Sébastien Lecornu écarte également la taxe Zucman, un retour de l'impôt sur la fortune (ISF) ou encore la suspension de la réforme des retraites. «Le Premier ministre devait 'renverser la table', il prend ce soir le risque de plonger notre pays dans le chaos politique et institutionnel», a par la suite réagi le Parti socialiste dans un communiqué.
Une réunion de la dernière chance ?
«Nous rencontrerons une dernière fois le Premier ministre la semaine prochaine à sa demande. Nous prendrons ensuite notre décision : sans changement majeur d'orientation, nous censurerons ce gouvernement», ajoute encore le parti à la rose, en fustigeant le «jusqu'au boutisme» du chef du gouvernement qui a selon lui «fermé toutes les portes».

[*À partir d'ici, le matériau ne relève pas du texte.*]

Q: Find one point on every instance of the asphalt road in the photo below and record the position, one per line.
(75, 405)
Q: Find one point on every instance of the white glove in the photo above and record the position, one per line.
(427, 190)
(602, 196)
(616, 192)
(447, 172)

Plus tôt, la CFDT s'était aussi inscrite en faux contre ces annonces. Le numéro deux de la CFDT, Yvan Ricordeau, estimant pour son organisation que «le compte n'y est pas». «Ce qu'on comprend, c'est que, pour l'instant, Sébastien Lecornu reprendrait la mesure femme», qu'il y a «une petite ouverture sur la question de la pénibilité et une fermeture sur la question de la suspension», a répliqué Yvan Ricordeau, interrogé par l'AFP.
Sur la justice fiscale, «ce qu'on attend, c'est des propositions qui expliquent comment on taxe les plus riches, les hauts patrimoines et les successeurs» et «il n'y a pas la réponse», a-t-il poursuivi.